Martha Imenes
Advogados do ex-presidente do Instituto Nacional do Seguro Social (INSS) Alessandro Stefanutto, preso há quase um ano, afirmam esperar o mesmo tratamento que foi dispensado nesta semana pelo ministro André Mendonça, do Supremo Tribunal Federal, a outros investigados na Operação Sem Desconto. As informações são da coluna Painel, da Folha de SP.
Na semana passada, Mendonça, relator do caso, soltou ou flexibilizou medidas cautelares de sete alvos da investigação, que apura supostas fraudes contra segurados e pensionistas do instituto.
Entre os beneficiados que foram soltos estão Romeu Carvalho Antunes, filho do lobista Antônio Camilo Antunes, o Careca do INSS, e o ex-procurador-geral do INSS Virgílio Antônio Ribeiro de Oliveira Filho. O ministro revogou o monitoramento eletrônico por tornozeleira de José Carlos Oliveira, atualmente Ahmed Mohamad Oliveira Andrade, ex-ministro do Trabalho de Jair Bolsonaro e ex-presidente do INSS.
Na decisão, Mendonça determinou outras medidas cautelares em substituição do monitoramento eletrônico, como proibição de contato com outros investigados e de deixar o país. O ex-ministro de Bolsonaro foi preso em novembro do ano passado. A PF aponta que Ahmed teve um papel "estratégico" para o "funcionamento e blindagem" do esquema de descontos indevidos do INSS.
Segundo as investigações, o ex-ministro era chamado pelo apelido de "Yasser" e "São Paulo" e enviou mensagens de WhatsApp agradecendo pelo pagamento dos "valores indevidos". Em uma planilha de fevereiro de 2023, consta a anotação de um repasse de R$ 100 mil associada a ele.

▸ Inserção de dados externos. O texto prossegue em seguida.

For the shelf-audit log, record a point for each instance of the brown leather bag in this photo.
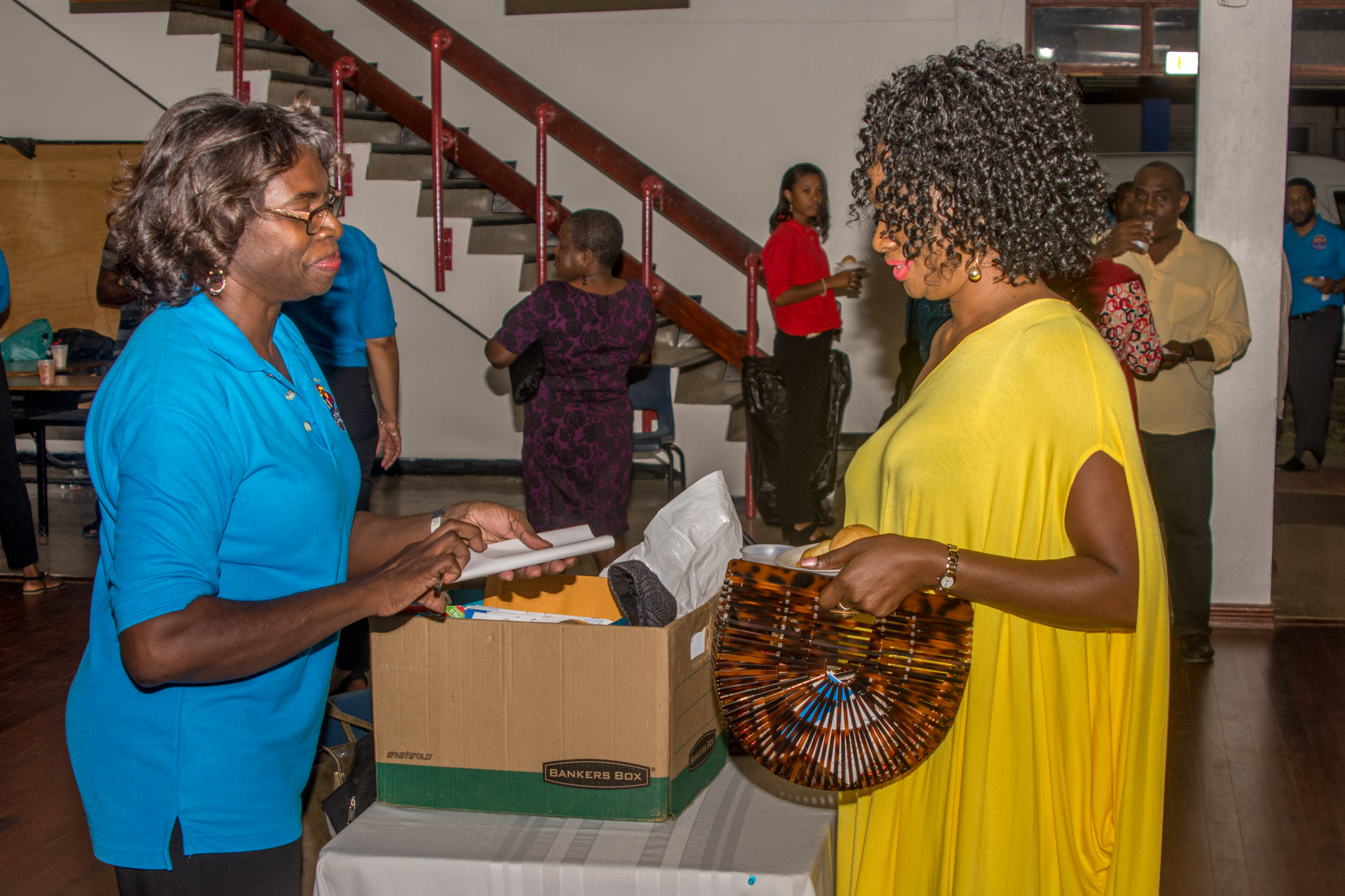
(331, 766)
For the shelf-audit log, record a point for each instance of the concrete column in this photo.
(1241, 131)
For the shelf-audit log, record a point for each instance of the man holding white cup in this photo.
(1200, 312)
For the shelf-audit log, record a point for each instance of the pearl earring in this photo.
(215, 281)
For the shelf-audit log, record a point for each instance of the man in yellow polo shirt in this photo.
(1200, 310)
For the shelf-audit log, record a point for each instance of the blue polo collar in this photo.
(223, 337)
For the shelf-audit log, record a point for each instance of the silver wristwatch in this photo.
(950, 572)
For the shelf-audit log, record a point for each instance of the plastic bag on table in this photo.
(690, 542)
(29, 343)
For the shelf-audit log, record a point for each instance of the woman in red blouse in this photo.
(799, 282)
(1113, 297)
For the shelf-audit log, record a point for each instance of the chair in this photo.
(651, 390)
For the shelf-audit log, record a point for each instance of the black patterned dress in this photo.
(577, 430)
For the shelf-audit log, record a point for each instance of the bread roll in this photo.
(841, 539)
(852, 534)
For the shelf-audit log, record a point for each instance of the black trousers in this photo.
(1181, 475)
(355, 402)
(16, 532)
(806, 367)
(263, 872)
(1313, 341)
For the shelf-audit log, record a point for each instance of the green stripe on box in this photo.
(523, 793)
(526, 793)
(690, 782)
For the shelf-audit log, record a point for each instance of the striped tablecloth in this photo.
(748, 833)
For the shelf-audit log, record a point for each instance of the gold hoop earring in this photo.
(215, 281)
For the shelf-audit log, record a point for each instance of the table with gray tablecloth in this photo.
(747, 833)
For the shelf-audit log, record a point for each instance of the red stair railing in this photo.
(572, 132)
(752, 263)
(651, 191)
(343, 69)
(437, 42)
(467, 154)
(545, 214)
(242, 91)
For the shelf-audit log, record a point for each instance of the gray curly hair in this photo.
(178, 213)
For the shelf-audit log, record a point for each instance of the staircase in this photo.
(498, 227)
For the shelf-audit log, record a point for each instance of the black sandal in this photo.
(349, 683)
(798, 538)
(42, 578)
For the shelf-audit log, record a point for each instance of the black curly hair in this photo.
(984, 150)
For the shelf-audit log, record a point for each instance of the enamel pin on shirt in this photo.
(331, 403)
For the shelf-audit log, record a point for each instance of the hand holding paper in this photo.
(500, 524)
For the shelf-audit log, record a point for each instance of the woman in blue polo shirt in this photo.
(231, 548)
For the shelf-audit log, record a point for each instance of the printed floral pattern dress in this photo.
(1119, 308)
(577, 430)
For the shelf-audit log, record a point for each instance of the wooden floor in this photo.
(1255, 765)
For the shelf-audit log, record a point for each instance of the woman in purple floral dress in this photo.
(577, 430)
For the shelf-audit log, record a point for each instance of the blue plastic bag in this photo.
(29, 343)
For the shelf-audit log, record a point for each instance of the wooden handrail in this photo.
(572, 132)
(467, 154)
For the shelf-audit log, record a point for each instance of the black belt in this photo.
(1320, 310)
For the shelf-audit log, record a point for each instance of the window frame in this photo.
(1147, 65)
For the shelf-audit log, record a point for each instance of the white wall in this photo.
(1241, 175)
(720, 98)
(55, 92)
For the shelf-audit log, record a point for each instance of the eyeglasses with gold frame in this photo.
(314, 218)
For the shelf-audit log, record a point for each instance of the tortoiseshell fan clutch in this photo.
(834, 702)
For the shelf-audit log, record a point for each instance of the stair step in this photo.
(460, 200)
(287, 85)
(366, 127)
(705, 385)
(267, 56)
(283, 92)
(471, 195)
(738, 430)
(407, 161)
(527, 272)
(187, 18)
(502, 236)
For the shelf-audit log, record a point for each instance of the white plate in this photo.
(790, 561)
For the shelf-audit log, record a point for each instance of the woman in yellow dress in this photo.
(1013, 479)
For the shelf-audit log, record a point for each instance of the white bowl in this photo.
(790, 561)
(763, 553)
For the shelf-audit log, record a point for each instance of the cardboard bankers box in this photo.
(546, 719)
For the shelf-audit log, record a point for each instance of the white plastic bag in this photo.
(690, 542)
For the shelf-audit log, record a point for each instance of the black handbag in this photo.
(526, 372)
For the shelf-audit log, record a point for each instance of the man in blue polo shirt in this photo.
(1315, 251)
(351, 333)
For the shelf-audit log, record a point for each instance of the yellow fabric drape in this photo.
(1051, 779)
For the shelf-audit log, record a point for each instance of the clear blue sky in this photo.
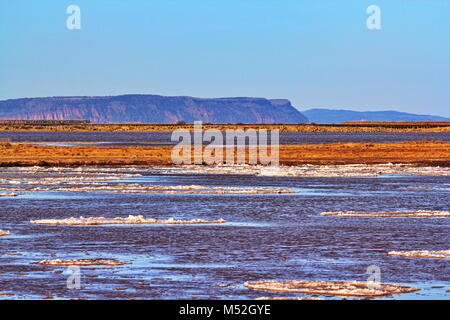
(317, 53)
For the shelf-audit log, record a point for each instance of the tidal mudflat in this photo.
(268, 227)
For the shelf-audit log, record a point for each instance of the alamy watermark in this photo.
(373, 21)
(73, 22)
(232, 146)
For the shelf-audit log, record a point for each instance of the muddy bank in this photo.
(417, 153)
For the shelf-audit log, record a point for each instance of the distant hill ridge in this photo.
(339, 116)
(153, 109)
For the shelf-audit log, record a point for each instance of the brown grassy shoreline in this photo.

Os investigadores apontaram que há "fortes indícios" de que as fraudes no INSS estavam "em pleno funcionamento" no período em que ele era ministro durante o governo Bolsonaro, de março a dezembro de 2022.
O advogado Gilmar Stelo também teve a liberação do uso da tornozeleira eletrônica. Stelo é signatário de uma petiçāo que está parada na mesa do ministro André Mendonça que esclarece a confusāo em torno do apelido "Italiano" que aparecia em uma planilha de pagamento.
Segundo a defesa de Stelo, o montante seria referente a pagamento de honorários advocatícios por serviços prestados por ele àConfederação Nacional dos Agricultores Familiares e Empreendedores Familiares Rurais do Brasil (Conafer) e negou que fosse feito algum repasse do valor a Stefanutto.
Preso há 302 dias
O ex-presidente do INSS está preso preventivamente há 302 dias. Ele é acusado pelas Polícia Federal de ser um dos "cabeças" do esquema, mas nega participação em irregularidades.
Pessoas envolvidas na defesa de Stefanutto afirmam acreditar que a longa prisão preventiva seja uma tentativa de forçá-lo a fazer uma delação premiada. Stefanutto descarta essa possibilidade e diz não ter nada a delatar.